I have the following NFS-based storage setup:
Computes nodes are Linux. The NFS servers are Solaris.
A not-so-important user runs a bunch of read intensive jobs on a subset of the compute nodes. As a result, the whole group of compute nodes becomes very slow (ls
blocks for 30 seconds). I was able to track down that the dedicated NFS server is hitting the limit of the san's read throughput.
How to implement quality of service (QoS) limiting the NFS bandwidth to nodes, processes, or users?
I'm not sure NFS can be "hardened" against what amounts to a DDOS from a cluster. If you really need that, using something else to access persistent storage will be easier.

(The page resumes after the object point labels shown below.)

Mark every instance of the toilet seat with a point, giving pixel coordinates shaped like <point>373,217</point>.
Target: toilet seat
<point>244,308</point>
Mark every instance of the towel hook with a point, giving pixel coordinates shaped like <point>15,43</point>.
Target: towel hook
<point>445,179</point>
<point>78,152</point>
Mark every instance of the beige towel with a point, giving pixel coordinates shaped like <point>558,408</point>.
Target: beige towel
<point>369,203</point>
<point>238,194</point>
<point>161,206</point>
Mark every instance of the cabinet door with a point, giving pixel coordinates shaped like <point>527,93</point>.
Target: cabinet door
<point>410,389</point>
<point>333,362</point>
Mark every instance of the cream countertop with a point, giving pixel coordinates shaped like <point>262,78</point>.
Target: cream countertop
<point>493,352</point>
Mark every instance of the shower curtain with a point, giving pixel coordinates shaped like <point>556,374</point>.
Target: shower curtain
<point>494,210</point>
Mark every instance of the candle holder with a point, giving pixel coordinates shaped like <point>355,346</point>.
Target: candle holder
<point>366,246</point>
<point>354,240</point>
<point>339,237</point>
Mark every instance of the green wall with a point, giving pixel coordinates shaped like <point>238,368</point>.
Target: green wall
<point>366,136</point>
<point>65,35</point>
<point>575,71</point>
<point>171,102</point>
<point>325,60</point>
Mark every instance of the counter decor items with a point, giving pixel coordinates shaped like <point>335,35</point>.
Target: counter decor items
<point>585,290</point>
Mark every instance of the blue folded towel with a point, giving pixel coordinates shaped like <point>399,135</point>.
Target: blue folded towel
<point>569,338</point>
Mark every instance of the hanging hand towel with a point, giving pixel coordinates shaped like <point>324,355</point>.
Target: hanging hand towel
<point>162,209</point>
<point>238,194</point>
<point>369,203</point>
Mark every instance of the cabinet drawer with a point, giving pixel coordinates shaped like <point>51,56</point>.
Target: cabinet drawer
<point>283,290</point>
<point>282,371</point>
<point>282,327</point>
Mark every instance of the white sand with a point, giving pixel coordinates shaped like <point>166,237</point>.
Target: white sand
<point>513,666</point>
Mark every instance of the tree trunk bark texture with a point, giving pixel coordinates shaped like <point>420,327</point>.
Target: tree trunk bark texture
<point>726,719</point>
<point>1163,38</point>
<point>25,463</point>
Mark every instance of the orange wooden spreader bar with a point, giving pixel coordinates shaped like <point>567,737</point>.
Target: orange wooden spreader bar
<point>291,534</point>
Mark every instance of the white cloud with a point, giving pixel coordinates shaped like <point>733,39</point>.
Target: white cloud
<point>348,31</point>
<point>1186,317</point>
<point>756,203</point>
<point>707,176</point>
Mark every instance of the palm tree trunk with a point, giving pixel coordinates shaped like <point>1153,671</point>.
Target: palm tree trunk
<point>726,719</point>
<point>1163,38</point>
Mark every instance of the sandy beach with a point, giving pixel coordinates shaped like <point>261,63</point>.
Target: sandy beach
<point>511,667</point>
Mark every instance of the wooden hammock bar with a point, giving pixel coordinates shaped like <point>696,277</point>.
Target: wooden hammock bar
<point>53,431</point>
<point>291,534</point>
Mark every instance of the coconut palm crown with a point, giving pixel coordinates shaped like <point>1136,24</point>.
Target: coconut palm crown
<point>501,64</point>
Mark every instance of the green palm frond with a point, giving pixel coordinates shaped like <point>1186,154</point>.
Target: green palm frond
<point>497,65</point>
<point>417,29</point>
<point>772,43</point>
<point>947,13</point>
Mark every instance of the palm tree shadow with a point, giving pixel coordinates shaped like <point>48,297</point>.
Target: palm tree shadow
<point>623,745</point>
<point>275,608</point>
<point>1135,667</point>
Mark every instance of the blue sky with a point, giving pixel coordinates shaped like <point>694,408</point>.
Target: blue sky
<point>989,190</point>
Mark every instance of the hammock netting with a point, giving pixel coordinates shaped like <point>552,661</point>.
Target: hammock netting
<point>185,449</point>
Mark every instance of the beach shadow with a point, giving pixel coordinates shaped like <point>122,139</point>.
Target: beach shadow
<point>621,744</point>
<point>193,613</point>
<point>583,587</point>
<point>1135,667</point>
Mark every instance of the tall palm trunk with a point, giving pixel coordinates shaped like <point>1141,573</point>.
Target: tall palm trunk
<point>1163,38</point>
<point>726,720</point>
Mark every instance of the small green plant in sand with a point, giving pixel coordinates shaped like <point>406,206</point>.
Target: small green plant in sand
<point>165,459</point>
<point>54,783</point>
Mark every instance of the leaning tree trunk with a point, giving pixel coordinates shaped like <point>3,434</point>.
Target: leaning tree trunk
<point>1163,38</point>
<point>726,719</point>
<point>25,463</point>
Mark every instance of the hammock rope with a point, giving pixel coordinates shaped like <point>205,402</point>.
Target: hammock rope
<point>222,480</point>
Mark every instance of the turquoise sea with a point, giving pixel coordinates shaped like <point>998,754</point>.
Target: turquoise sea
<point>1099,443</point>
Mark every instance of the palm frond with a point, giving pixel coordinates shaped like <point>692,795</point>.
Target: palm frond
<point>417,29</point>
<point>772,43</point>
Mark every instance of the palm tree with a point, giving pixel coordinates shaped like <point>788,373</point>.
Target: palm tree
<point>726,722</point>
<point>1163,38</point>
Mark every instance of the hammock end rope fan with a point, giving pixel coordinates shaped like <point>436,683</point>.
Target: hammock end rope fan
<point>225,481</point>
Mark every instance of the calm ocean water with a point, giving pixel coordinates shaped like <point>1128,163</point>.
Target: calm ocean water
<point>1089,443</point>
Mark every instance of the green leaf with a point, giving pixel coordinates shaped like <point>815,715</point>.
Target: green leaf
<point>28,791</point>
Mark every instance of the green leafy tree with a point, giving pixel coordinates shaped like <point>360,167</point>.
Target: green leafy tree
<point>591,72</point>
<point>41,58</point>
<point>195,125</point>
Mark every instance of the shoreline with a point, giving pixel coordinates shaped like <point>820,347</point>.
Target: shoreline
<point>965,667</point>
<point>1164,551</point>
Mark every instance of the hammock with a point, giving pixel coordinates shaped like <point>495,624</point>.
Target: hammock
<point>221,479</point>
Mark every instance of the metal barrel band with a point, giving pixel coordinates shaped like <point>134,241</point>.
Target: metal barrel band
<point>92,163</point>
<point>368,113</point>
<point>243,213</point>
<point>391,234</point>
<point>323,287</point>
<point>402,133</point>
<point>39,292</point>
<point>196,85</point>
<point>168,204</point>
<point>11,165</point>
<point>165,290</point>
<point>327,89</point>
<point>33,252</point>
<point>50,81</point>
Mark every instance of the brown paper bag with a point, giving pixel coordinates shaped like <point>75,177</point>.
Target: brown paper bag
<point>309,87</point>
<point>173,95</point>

Given your setup, I would suggest doing the "QoS" on the cluster engine level.
Configure a resource "io_heavy" limited to say "10" and make your users request "1" of this for IO-heavy jobs. That way, no more than 10 jobs that are I/O-bound by will run concurrently. Your NFS won't collapse and the rest of the cluster will remain free for CPU-bound tasks.
You should also add scratch disks to the nodes. These can hold temporary data which doesn't really need to go to the NFS. It also helps to provide "reference data" that's commonly used here.
I assume your Solaris NFS servers use ZFS. Fill the servers with as much RAM as you can put into them. Add SSDs to the servers to be used as ZFS Cache disks. Both of these things reduce the traffic on your SAN.
QOS is normally used to give priority to certain types of network streams. Can't you isolate and limit the user's port on the network switch? Or put him/her in a separate VLAN? Or limit the port's data rate to 100MBps?
Other than that I am not aware of any NFS bandwidth limitation by username or MAC address. Maybe your NFS server has options to ensure a more distributed way of serving file requests?
Thinking out of the box: move the read-intensive files closer to the user and run a backup/rsync process to write the updated data back to the NAS?
What kind of read-intensive jobs are these anyway?